Working With Us
We often forget that arranging for yacht design services may not seem as simple to potential clients as it seems to us. All of our agreements with clients are carefully detailed to suit their individual goals, so these agreements typically have any ingredient ‘boilerplate’ hammered into very different shapes. We welcome your inquiries, and hope that the following general guidelines may be helpful:
A new boat project often seems to be a ‘chicken and egg’ conundrum; clients find it hard commit to the design until they have a reliable estimate of the construction cost, but it is hard for candidate builders to estimate costs without some design information to work from. To get over this hump, we have often agreed to prepare preliminary drawings and specifications for a small fraction what the full design fee might be. The drawings are developed to scale in CAD, but may include just a sailplan and interior layout, a small subset of a complete drawing list. The specifications of necessity include a number of assumptions and estimates, but they at least give a builder a place to start, and a useful basis for discussion among all parties.

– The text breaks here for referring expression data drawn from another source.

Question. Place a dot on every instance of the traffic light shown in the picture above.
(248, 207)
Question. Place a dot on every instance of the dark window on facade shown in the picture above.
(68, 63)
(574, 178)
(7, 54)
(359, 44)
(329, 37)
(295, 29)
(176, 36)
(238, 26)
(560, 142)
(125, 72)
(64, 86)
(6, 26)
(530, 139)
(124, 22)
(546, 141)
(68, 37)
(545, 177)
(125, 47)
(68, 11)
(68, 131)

If the drawings, specifications and cost estimates represented by this first trip around the design loop are attractive enough to the client so that he chooses to commission a complete design, the cost of the preliminary work can be deducted from the total fee, since this initial study represents work that would have to be done in any case.
If, on the other hand, the client chooses not to go ahead with the project, he has learned a lot and he takes away design information that he is free to use for future consideration and comparison, although not for construction. In addition, our basic design costs for the preliminary work are covered, so both parties can gain from the association.
Our agreement for a one-off custom design is typically a simple one page document that lists the services to be performed by the designer for the client, the compensation to be paid by the client to the designer, and the conditions under which both take place. This agreement usually has three exhibits attached; a preliminary drawing that describes the design concept, a list of the drawings to be provided, and preliminary specifications. This straightforward approach has served both parties well.
Tooling up a new ‘production boat’ is an enormously costly proposition, and these costs cannot be fully amortized unless the new model is a success. In recognition of this, our agreements with our production boat clients share the risks as well as any rewards. We agree to a modest up front fee that covers our basic design and support costs, and to an appropriate ‘per boat’ royalty that can represent a profit if and when a target number of boats are sold. This approach assures continued commitment to and involvement in the project by both designer and builder, to the mutual long term benefit of both.
In addition to complete design packages, we routinely provide a full range of related design services, including performance optimizations, alterations, and other consultation. We charge for this work on a per hour basis, (plus any unusual expenses), and we can offer up-front estimates of these costs on request.